Lauren Broddrick, a resident of Buda’s Bonita Vista subdivision, displays one of the places where Casa Loma Street has eroded. (Photo by Wes Ferguson)


By WES FERGUSON


The four-year-old streets in Lauren Broddrick’s neighborhood don’t have potholes, she said. They have valleys. Instead of buckles and cracks, there are canyons and cliffs.


“Here’s a crack my whole foot can fit in,” she said.


Broddrick was standing in the middle of Casa Loma Street in Buda, and to demonstrate, she lowered her shoe into the gap. It had started as a hairline a few years back and never stopped widening, she said.


“You can’t cross the street at night,” Broddrick said. If you try to drive on it, she added, “You can easily bottom out in some places if you’re not paying attention. You have to weave all across the road.”


For nearly two years, the city of Buda has been locked in a legal dispute with a contractor who was paid more than $700,000 to demolish and rebuild the streets in 2007. But with no resolution in sight, Bonita Vista residents are beginning to voice their frustration.


“They’re a mess. They’re just a mess,” said Broddrick’s neighbor, Deniese Campbell. “I don’t know why the litigation is taking so long.”
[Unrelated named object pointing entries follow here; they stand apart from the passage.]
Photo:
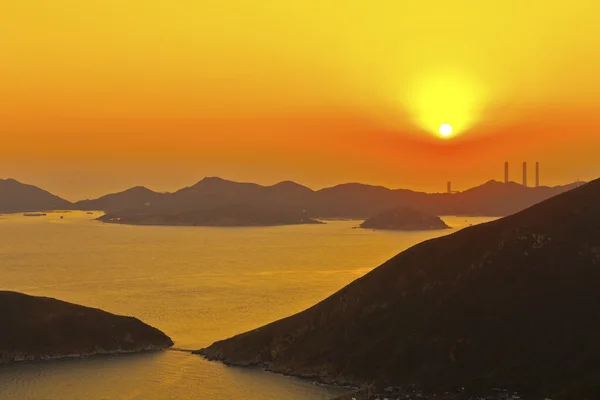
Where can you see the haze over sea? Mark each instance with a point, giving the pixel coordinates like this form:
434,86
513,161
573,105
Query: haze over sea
197,284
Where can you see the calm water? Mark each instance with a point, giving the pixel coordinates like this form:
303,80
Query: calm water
196,284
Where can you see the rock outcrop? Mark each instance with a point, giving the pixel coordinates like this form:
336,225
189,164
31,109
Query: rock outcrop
41,328
513,304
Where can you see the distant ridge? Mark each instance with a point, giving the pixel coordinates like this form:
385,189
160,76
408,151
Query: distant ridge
348,200
19,197
511,304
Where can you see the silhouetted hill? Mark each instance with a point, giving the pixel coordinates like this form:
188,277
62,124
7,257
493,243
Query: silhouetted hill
137,197
19,197
40,328
351,200
405,219
513,303
227,215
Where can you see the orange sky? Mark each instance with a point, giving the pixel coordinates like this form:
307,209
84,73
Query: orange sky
101,95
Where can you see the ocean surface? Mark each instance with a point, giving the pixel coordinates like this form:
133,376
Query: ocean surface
196,284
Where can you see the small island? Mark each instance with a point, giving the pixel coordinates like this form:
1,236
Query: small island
225,216
404,219
42,328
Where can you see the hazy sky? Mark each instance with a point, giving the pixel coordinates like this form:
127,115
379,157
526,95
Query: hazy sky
98,96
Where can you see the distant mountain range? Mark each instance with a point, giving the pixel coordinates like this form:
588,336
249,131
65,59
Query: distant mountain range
350,200
510,304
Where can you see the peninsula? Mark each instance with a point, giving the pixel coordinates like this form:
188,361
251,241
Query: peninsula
42,328
508,304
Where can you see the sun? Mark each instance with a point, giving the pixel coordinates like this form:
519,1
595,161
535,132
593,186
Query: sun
445,129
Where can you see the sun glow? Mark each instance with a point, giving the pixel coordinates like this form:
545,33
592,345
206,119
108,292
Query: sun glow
445,129
442,97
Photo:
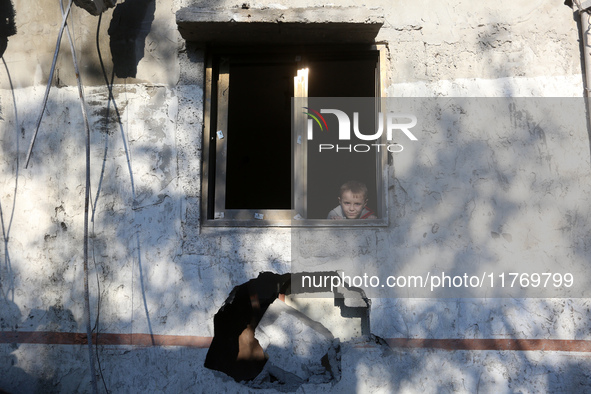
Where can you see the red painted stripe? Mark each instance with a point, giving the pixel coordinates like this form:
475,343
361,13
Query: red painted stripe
70,338
557,345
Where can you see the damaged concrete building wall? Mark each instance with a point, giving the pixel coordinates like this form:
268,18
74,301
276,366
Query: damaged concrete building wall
159,272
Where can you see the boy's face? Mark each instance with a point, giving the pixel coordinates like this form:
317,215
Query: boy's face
352,204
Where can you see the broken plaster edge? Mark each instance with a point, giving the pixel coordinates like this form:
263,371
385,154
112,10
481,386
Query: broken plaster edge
308,15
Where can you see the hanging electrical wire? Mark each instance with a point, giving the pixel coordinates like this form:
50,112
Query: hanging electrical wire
49,81
6,228
86,203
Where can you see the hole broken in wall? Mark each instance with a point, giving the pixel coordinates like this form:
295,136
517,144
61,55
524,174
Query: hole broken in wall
268,337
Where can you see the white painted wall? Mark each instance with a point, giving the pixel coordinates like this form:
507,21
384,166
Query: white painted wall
153,268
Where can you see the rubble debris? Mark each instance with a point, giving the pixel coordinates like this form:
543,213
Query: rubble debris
299,349
234,349
95,7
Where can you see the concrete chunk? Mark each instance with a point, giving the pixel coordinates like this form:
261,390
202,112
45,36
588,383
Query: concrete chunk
296,344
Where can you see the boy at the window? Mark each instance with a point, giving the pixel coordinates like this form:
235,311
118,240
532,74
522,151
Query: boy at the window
352,203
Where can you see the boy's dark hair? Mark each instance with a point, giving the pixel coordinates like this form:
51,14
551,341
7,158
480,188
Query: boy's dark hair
355,187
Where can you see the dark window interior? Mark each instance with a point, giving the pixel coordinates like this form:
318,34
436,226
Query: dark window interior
328,170
259,136
259,158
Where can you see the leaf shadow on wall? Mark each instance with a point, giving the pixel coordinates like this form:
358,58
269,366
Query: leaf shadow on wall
130,25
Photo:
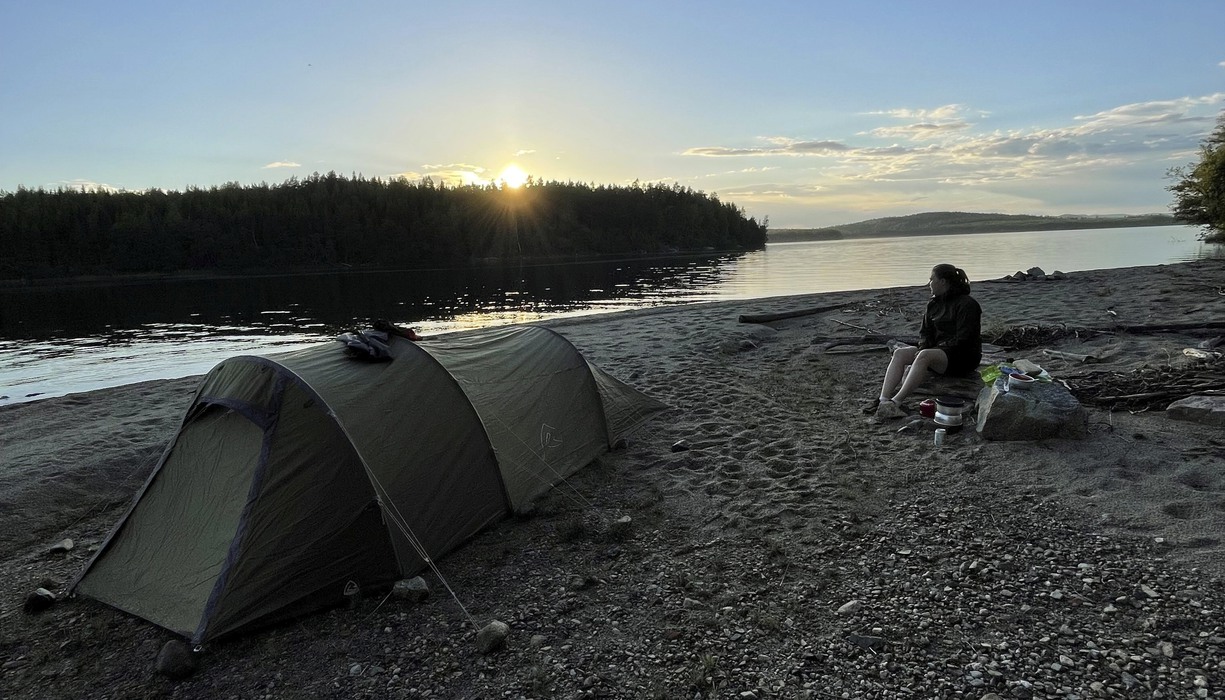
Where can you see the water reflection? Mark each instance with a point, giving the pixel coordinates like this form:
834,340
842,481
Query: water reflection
54,341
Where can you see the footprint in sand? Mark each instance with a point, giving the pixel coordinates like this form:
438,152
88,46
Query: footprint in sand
1180,510
1196,479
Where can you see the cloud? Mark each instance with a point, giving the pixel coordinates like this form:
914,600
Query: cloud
1152,113
920,130
952,151
937,114
778,146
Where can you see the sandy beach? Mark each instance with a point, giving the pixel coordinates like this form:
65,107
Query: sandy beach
793,548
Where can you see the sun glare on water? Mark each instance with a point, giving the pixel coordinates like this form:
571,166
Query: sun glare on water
513,177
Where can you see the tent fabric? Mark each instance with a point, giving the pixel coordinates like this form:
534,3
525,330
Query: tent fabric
299,476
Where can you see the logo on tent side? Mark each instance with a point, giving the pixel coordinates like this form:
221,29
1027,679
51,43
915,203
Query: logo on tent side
546,439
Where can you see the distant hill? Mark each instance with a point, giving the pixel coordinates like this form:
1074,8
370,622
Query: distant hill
961,222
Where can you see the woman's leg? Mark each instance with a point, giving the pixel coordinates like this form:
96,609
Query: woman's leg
898,363
925,359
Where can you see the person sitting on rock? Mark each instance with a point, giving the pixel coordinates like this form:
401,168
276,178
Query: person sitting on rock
949,341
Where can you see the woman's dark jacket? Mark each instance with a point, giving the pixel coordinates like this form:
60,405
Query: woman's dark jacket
952,323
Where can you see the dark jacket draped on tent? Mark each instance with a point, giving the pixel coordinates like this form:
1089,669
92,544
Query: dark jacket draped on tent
295,476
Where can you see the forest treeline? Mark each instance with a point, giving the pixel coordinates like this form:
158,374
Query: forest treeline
332,221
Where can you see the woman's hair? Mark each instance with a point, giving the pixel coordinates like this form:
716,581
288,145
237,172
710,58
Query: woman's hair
954,276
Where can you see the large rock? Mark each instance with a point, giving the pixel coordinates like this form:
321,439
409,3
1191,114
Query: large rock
493,636
1046,410
413,590
1207,410
175,660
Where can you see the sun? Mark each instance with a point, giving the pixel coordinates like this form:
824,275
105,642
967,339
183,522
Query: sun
513,177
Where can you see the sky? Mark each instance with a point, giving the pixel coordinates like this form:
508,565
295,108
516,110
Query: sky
809,113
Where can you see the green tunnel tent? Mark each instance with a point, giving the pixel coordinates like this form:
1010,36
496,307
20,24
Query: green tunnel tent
298,475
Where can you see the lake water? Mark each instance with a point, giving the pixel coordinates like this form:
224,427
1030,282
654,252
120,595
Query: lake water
55,341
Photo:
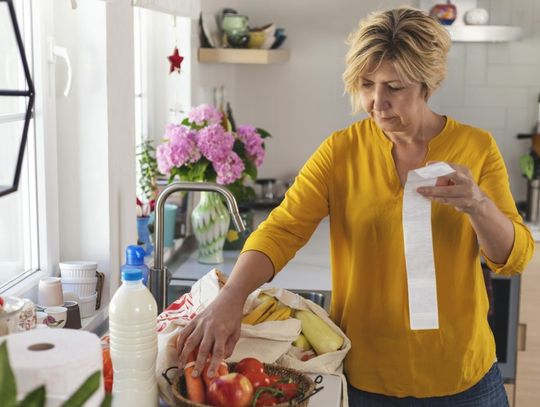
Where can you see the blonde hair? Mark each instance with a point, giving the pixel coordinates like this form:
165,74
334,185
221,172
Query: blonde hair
414,42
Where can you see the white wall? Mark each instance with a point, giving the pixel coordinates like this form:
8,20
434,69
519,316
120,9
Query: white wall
494,86
95,134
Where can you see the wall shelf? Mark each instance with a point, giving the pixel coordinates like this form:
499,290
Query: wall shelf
243,56
484,33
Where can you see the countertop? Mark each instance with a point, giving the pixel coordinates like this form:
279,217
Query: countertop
309,270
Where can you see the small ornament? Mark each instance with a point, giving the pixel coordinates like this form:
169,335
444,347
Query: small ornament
445,13
176,60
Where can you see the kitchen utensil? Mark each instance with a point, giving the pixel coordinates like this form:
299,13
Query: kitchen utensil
50,292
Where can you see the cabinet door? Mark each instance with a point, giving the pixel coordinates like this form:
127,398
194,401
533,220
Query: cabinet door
528,362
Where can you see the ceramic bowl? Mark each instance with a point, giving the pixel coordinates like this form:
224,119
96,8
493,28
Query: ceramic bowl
256,39
279,40
9,317
270,32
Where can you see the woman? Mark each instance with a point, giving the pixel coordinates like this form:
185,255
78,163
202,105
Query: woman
396,60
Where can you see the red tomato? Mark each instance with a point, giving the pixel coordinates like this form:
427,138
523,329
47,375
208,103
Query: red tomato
290,391
266,399
274,379
230,390
258,379
249,365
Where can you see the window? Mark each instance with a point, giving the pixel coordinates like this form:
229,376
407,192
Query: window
18,211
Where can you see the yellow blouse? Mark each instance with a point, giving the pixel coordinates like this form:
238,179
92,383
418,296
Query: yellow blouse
352,178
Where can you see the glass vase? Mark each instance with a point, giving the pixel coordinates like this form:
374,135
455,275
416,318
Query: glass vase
143,233
210,222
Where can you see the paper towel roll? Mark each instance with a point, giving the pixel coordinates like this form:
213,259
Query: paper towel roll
60,359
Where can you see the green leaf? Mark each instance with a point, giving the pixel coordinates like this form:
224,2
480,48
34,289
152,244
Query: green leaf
197,170
107,400
84,392
263,133
251,169
8,387
36,398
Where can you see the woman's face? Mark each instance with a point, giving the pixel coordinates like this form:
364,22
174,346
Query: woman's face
394,105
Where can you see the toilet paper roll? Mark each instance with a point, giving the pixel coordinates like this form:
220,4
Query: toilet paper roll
60,359
421,281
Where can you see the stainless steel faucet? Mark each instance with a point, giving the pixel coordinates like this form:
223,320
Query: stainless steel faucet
158,275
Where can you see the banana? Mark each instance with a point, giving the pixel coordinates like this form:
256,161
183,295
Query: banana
302,342
260,310
267,312
263,296
280,314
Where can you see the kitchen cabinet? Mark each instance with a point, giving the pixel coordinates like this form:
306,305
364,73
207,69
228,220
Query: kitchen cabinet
528,359
243,56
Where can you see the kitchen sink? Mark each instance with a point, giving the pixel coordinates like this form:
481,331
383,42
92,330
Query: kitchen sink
180,287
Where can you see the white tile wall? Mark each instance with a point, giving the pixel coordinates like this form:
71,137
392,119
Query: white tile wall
493,86
499,83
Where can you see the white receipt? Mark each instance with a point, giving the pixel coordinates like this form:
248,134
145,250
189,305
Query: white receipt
421,281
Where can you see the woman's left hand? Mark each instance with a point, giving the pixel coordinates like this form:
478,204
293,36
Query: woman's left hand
458,189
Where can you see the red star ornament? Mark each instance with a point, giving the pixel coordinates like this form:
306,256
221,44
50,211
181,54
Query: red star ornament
176,60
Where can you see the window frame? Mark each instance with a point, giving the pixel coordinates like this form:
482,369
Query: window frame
38,184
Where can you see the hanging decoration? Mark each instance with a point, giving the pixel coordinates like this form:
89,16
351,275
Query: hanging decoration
175,60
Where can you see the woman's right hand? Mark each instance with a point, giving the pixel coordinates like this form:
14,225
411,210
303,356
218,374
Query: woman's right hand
215,331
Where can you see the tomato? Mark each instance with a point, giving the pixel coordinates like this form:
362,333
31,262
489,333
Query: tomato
266,399
290,391
249,365
258,379
230,390
274,379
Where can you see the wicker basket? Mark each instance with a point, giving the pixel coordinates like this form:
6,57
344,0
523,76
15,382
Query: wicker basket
305,384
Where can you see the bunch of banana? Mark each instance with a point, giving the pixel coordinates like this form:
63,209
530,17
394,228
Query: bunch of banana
269,309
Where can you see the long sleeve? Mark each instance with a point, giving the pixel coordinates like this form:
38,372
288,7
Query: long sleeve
494,182
290,225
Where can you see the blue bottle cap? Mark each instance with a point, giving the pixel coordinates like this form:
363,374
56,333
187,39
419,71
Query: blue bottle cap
135,255
132,275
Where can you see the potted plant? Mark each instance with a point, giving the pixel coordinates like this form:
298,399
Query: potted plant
147,192
204,147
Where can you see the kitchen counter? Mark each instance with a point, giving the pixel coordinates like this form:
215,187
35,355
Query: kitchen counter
309,270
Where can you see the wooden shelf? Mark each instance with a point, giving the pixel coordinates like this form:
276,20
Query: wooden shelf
484,33
242,56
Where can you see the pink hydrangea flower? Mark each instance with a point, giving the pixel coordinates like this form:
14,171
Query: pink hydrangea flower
163,154
180,149
204,113
215,143
229,170
253,143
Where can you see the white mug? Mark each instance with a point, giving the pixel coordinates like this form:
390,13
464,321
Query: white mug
50,292
41,316
56,317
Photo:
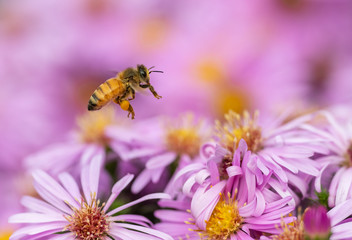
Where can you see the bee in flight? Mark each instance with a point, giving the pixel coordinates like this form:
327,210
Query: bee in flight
121,89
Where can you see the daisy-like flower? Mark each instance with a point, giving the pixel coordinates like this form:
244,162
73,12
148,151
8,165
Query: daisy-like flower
172,144
65,214
281,152
318,223
89,140
215,215
338,162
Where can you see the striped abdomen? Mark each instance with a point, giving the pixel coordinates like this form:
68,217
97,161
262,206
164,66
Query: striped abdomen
106,92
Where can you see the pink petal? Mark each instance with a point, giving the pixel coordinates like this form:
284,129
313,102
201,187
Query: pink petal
53,187
142,180
142,199
117,188
145,230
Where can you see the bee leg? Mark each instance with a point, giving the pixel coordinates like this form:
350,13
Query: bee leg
151,88
130,111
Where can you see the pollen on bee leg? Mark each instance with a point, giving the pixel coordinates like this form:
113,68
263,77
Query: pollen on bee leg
125,105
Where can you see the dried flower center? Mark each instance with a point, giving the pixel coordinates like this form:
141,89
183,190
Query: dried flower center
89,222
224,220
92,125
239,127
291,231
185,138
5,234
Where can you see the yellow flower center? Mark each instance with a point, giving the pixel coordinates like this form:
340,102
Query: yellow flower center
224,220
92,125
89,222
239,127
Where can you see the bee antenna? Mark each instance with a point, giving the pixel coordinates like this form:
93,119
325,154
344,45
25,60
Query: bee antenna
156,71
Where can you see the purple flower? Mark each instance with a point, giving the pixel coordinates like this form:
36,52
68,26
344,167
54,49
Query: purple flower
317,223
336,165
170,142
66,214
214,215
280,152
226,208
341,221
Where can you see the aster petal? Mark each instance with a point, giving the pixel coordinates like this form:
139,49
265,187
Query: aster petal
247,210
146,230
90,152
70,185
61,237
187,186
279,189
344,186
177,230
334,185
299,182
260,203
42,229
50,198
53,187
157,174
201,176
181,205
161,160
277,204
60,156
214,172
37,205
340,212
342,231
117,188
201,201
36,218
141,180
142,199
177,216
90,178
189,168
234,171
141,220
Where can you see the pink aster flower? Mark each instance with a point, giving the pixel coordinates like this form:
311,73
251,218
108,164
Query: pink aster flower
215,215
336,166
165,143
318,223
279,151
65,213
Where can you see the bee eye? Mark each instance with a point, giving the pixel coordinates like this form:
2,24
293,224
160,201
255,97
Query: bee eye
143,73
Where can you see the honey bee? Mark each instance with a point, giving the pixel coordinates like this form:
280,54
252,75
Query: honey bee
121,89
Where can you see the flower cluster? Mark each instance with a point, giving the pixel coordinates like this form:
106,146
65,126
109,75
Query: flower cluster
241,178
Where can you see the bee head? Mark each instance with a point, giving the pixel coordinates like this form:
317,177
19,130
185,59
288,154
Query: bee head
143,73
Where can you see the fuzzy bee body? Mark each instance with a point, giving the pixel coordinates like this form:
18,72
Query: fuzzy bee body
107,91
121,89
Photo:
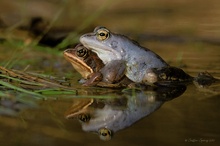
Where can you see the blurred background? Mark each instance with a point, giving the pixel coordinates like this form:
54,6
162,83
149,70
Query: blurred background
185,33
183,27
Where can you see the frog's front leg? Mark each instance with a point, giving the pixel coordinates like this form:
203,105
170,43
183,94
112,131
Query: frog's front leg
113,71
94,79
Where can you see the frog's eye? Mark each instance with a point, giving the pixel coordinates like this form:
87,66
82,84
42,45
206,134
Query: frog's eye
102,34
82,52
105,134
84,117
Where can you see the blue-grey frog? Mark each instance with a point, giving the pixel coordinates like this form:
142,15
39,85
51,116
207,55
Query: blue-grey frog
141,64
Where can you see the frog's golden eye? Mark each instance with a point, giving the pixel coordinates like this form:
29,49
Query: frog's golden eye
82,52
105,134
84,117
102,34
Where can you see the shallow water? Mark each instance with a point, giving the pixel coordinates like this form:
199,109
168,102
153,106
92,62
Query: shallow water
191,118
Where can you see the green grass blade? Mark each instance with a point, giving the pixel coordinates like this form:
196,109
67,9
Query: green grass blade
20,89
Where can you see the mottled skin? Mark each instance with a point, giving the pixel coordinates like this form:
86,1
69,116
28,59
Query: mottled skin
111,47
141,64
88,64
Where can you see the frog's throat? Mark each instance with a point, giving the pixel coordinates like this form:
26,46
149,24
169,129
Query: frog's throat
106,54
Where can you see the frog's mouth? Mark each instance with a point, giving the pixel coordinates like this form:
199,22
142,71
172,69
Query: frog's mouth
104,52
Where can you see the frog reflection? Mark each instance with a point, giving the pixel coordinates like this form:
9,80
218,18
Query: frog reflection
107,116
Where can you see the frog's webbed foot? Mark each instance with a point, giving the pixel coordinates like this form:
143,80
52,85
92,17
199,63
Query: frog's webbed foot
167,76
94,79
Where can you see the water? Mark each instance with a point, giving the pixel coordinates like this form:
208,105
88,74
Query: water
191,118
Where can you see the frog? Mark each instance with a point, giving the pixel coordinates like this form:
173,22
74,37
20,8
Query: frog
91,68
141,64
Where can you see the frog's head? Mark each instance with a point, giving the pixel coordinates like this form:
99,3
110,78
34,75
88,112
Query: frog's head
83,60
107,45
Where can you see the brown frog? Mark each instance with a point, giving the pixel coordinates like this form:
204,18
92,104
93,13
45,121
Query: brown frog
88,64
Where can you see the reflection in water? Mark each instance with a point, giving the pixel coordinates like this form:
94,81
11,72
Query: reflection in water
107,116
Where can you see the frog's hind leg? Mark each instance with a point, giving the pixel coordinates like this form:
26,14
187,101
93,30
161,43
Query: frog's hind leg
167,76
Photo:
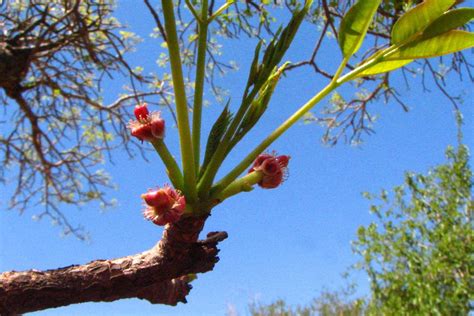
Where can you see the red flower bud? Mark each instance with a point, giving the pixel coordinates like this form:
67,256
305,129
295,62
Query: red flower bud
270,166
141,112
274,169
271,182
141,131
149,127
164,206
260,159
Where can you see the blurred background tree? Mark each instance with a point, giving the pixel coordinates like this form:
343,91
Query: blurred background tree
56,55
418,253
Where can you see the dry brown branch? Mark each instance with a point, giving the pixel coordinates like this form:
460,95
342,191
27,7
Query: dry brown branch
160,275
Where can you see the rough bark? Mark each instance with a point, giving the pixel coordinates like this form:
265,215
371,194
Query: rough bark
159,275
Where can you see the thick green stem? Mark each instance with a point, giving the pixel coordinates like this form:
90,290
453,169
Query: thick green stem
186,145
220,10
199,86
174,173
244,184
231,176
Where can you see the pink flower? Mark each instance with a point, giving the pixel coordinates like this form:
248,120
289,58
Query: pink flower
148,126
164,205
274,169
141,111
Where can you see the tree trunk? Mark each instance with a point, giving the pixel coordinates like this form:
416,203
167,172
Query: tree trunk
159,275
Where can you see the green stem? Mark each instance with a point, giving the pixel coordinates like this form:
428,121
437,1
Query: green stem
193,10
199,88
341,68
181,102
244,184
207,178
172,168
234,173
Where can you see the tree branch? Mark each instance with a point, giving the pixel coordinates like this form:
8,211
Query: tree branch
159,275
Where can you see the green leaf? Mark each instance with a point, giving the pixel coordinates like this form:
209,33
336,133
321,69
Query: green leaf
384,66
355,24
215,135
449,21
446,43
418,18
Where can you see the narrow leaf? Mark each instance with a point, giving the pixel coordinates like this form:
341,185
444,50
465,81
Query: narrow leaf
446,43
449,21
384,66
355,24
418,18
216,134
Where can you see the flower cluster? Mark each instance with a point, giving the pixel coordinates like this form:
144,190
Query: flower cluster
164,205
147,126
274,169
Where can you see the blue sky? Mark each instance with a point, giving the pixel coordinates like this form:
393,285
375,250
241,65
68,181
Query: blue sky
286,243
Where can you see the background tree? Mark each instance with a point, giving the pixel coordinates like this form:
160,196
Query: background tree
418,254
260,86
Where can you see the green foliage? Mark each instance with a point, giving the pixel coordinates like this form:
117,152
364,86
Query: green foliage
449,21
416,19
328,303
419,253
425,31
216,134
355,24
446,43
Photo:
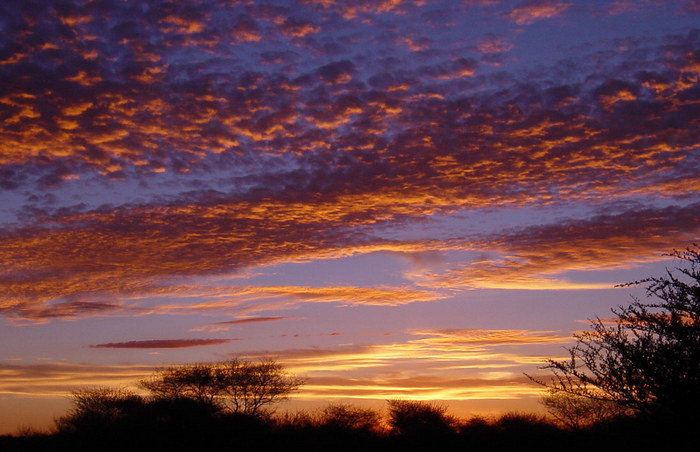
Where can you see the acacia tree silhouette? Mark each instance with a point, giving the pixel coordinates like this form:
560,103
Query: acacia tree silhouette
647,360
236,386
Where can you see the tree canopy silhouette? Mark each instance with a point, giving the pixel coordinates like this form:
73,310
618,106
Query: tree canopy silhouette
237,386
647,359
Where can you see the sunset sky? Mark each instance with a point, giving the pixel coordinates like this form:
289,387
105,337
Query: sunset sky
393,198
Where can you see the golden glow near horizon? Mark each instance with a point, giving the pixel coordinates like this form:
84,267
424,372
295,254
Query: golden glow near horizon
395,199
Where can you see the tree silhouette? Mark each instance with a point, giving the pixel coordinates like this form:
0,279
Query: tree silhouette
647,359
237,386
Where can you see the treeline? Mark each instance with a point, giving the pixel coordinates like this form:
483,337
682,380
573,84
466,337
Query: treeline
133,423
632,383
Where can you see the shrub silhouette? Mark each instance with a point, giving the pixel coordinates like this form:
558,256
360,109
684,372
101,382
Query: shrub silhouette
351,418
417,418
99,409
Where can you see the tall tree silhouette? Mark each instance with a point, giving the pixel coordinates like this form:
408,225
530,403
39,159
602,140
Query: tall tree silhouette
647,359
237,386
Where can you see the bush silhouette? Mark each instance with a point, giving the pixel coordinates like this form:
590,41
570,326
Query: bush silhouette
417,418
351,418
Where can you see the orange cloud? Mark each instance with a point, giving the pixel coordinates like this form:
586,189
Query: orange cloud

Indeed, the lawsuit has been on hold since February 2010, two months after the city of Buda filed the suit against contractor Austin Bridge and Road in December 2009, according to district clerk records.


Buda’s attorney, George Hyde, said a report by a third-party engineer showed the streets had not been built to the contract’s specifications, and the city had entered negotiations this summer with the expectation that Austin Bridge would provide a “reasonable resolution” to the dispute.


“Those negotiations did not bear fruit, and so we are in the process of unfortunately now having to go through the legal processes to get the roads paid for,” Hyde said. “I know the city feels very bad for the people living out there that have to deal with the defects in this almost brand-new road, and we were trying to not spend money on litigation to try to find ways to have those issues resolved collaboratively, but that has not been successful.”


The parent company of Austin Bridge and Road, Austin Industries, did not respond to a request for comment. Hyde said the city would seek a summary judgment against the Dallas-based company.


The roads are in such poor condition they will have to be demolished and rebuilt, he said. In the meantime, city engineer Stanley Fees said he and fellow staff members would discuss options for a short-term repair of Bonita Vista’s streets.


“I need to gather the troops and put our heads together on this,” he said. “We don’t want to go out and spend a few hundred thousand dollars on a temporary deal and have to go and rip it up later.”